New Delhi : An Anglo-Indian body on Friday filed a PIL in the Delhi High Court seeking directions to restore the community’s representation in Parliament and the State Assemblies by nomination.
In the writ petition, the Federation of Anglo-Indian Associations in India through KMNP Law, challenged the 104th amendment to the Constitution which has taken away the nominated representation of the members of the Anglo-Indian community.
The representation was removed arbitrarily in derogation of the principles of equality as well as the rights enumerated in Article 21, 29, 38, 39A, and the underlying principles in the Preamble of the Constitution of India, the plea argued.
After hearing the matter, a division bench comprising Acting Chief Justice Vipin Sanghi and Justice Navin Chawla asked the Centre to file relevant documents and parliamentary committee debates on the issue within six weeks.
The matter will be further heard on November 18.
Adv Kuriakose Varghese, appeared for the petitioner.
Describing the history of the Anglo-Indian community, the plea said the ostracism encountered from the mainstream, the mixed European-Indian parentage, and their spatial distribution across the length and breadth of the country in small pockets, potentially prevented the coalescing of votes; during elections.
Thus, adequate representation was the raison d’ etre for the constitutional safeguard enshrined in Constitution. The arbitrary consequence of the Impugned Amendment Act would be the permanent removal of the entire community from effective representational democracy, for the very first time since the formation of the Indian Republic in 1950.
Pertinently, the aforesaid constitutional safeguard prevented their elimination from the political mainstream and also allowed the Anglo-Indian community a voice in the Parliament and the Assemblies, it read.
Unfortunately, it further said, the Impugned Amendment Act unfairly tears asunder this constitutional provision, enshrined in Article 334 (b) of the Constitution of India and has arbitrarily relegated only the Anglo-Indian community to the political doldrums – without any representation in the Parliament or the Assemblies.

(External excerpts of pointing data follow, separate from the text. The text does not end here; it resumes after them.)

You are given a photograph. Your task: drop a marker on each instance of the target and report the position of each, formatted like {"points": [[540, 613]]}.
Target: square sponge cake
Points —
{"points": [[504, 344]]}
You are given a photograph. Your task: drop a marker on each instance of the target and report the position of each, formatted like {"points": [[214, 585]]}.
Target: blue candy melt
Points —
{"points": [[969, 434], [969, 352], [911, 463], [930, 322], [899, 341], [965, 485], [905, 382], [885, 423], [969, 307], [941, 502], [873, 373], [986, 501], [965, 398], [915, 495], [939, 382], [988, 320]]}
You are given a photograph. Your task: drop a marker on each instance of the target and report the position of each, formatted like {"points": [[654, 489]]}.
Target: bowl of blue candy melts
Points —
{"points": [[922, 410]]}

Inexplicably, the Constitutional Amendment on the one hand continues with the reservation to the SC and ST communities, but unjustly denies an equal benefit of representation to the similarly situated Anglo-Indian community. The equality clause and the equal protection of the laws have been unreasonably denied to the Anglo-Indian community; apart from the glaring fact that there was no proper study (in any manner whatsoever) that was conducted to identify the backwardness of the Anglo-Indian community, the plea read.